Dryness is the Name of the Game When Wringing Chips
Wringmaster Systems has combined a live bottom unit and a chip blower, reducing chip contact with expensive components while increasing dryness and recovering even more cutting fluid.
Continuous chip wringers, to remove coolant from metal chips produced in machining processes, were developed in the early 1960s. They employed a spinning bowl shape that moved chips across a perforated surface through which the liquid was ejected. After drying, the chips were forced out of bowl into a container or conveyor. Through time, other designs evolved, some using a vertical bowl and others with horizontal or diagonal bowls. Today, most use a vertical arrangement, which uses centripetal force—much like a toy spinning top—to drastically reduce loads on bearings.
Wringer designs remained basically the same for decades until the late 1980s when Reclamet, then a startup company, came out with a new concept: Instead of allowing chips to fall by gravity out of a wringer, this design used a blower-shaped housing around the bowl discharge area. The result was a combination wringer/blower, eliminating the need for a discharge conveyor. The airflow caused by the blower effect was later used to separate chips from solids at the wringer inlet. This allowed the recovery of valuable workpieces and also kept potentially damaging solids from entering the wringer. Today, this chip wringer design is the most commonly employed.
Concurrently, in Europe another design called the live bottom wringer evolved that used a cylindrical bowl with a bottom that moved up and down to push chips across the screen. This design offered several advantages. It did not need internal blades, so the chip distribution on the screen remained totally uniform. The live bottom also allowed very fine material, such as grinding sludge, to be dried. However, a downside of this design is that it requires a discharge conveyor.
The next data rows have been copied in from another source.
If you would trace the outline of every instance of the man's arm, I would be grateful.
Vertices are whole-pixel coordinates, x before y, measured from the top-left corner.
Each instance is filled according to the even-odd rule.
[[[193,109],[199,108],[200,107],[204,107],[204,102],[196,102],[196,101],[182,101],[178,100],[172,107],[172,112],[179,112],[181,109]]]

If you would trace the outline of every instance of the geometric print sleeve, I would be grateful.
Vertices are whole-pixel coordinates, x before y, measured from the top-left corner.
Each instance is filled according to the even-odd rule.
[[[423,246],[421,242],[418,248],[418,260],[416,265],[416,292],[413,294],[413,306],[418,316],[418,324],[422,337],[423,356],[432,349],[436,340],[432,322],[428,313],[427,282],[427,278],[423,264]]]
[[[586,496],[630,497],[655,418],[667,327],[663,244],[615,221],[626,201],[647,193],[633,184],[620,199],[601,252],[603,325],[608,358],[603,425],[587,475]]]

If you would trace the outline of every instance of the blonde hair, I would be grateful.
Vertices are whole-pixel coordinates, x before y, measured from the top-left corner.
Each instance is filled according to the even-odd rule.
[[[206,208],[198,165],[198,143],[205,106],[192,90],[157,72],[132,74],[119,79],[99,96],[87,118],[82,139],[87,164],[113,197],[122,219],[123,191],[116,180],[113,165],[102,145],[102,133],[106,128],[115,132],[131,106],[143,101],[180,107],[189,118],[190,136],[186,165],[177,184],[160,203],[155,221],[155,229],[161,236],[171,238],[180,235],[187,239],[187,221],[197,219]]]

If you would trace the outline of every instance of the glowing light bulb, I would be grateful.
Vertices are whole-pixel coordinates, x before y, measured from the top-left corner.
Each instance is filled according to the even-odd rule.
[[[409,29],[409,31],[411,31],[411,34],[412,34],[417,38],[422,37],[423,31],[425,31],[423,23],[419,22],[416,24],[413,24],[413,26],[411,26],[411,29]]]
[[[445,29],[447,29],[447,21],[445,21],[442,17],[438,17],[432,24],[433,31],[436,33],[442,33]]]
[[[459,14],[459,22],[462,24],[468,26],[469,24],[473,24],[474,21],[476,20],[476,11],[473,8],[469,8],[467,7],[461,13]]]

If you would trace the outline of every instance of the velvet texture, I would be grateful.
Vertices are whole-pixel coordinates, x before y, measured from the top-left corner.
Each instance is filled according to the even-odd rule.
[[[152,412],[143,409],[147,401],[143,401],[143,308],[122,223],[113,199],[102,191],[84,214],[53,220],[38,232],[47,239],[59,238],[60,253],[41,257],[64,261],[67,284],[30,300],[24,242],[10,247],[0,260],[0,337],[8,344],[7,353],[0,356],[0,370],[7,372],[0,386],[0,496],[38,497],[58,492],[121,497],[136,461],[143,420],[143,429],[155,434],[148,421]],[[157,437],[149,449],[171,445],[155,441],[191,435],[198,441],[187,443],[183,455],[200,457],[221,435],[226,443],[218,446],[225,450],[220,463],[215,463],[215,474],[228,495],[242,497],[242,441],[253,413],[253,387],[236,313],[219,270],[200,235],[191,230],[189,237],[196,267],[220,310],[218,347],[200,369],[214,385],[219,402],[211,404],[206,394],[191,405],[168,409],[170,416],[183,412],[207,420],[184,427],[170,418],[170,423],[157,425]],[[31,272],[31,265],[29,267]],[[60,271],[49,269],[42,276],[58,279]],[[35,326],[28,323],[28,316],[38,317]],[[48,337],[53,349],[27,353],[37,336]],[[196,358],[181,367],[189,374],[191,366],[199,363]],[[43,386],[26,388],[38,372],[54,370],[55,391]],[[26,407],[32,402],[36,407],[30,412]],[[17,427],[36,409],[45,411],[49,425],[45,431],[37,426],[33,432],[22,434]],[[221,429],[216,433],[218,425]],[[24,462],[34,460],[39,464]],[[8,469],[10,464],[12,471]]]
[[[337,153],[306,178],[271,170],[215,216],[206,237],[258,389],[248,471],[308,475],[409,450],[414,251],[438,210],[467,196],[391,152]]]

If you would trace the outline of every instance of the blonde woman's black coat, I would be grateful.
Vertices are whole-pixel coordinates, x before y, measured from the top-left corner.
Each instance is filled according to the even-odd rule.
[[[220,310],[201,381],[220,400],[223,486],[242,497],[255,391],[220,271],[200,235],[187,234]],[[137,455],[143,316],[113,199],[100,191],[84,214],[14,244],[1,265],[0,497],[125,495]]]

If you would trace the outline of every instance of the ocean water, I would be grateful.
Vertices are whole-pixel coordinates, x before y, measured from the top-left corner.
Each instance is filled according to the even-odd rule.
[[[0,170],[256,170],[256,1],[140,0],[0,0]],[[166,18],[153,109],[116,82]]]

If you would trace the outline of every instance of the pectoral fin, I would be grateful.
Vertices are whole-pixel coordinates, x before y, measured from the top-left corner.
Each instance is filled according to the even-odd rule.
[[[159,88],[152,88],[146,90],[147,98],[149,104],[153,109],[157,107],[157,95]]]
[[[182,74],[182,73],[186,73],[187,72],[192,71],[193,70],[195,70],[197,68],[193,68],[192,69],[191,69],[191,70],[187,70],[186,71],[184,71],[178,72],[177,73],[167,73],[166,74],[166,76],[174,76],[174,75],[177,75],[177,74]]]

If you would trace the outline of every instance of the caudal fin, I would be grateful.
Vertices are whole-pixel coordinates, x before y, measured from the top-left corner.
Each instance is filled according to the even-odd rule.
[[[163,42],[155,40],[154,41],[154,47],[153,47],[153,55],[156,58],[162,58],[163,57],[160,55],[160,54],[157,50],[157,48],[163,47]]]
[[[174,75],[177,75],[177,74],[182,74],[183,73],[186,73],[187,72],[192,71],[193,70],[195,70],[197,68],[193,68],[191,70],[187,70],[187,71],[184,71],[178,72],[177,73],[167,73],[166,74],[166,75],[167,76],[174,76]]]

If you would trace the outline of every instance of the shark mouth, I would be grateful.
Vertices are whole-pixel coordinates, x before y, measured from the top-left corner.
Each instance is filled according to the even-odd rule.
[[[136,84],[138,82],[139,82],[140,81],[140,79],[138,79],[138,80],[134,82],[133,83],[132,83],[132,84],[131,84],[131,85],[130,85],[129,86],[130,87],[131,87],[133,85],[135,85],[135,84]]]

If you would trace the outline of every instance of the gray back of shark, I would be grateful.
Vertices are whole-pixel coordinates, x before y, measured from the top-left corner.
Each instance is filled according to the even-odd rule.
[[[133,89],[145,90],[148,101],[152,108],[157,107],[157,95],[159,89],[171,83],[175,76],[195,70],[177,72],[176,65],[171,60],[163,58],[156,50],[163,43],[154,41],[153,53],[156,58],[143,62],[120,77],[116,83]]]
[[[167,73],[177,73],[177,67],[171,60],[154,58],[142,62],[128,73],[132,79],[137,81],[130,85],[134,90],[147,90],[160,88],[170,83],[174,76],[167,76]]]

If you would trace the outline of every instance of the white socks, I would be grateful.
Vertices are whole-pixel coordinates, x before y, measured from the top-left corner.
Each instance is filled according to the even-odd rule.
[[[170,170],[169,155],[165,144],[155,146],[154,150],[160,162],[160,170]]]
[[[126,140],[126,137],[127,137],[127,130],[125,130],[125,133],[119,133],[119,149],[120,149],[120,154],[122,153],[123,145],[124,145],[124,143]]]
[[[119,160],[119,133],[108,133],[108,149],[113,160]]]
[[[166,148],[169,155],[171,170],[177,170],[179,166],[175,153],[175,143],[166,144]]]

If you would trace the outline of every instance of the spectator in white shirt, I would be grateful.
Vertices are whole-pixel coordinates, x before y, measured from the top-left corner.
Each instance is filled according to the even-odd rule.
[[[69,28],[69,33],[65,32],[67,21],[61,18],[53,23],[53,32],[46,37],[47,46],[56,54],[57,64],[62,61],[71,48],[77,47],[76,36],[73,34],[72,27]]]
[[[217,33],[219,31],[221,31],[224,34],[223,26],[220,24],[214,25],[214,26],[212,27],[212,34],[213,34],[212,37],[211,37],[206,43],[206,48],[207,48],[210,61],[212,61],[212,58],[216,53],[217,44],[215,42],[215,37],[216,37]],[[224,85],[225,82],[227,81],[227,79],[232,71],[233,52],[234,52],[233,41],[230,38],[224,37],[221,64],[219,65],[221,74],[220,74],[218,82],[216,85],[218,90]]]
Since that initial redesign, Reclamet has become Wringmaster Systems and has combined the two technologies, creating a live bottom unit that is also a chip blower. In previous continuous chip wringer designs, chips move in contact with the bowl surface, consequently wearing and eroding expensive components. But with this new machine, all components in contact with chips are inexpensive and easily replaced repair parts. Also, the length and speed of the lift cycle are adjustable so a unit can be fine tuned to each application.
Dryness still remains the name of the game in wringing chips. Companies want to recover every last drop of cutting oil or remove any trace of polluting water-based coolants. The Wringmaster wringer has twice the screening area of any units now on the market. Couple this large screen with 100-percent screen utilization and the results are levels of dryness that, according to the company, were previously unattainable.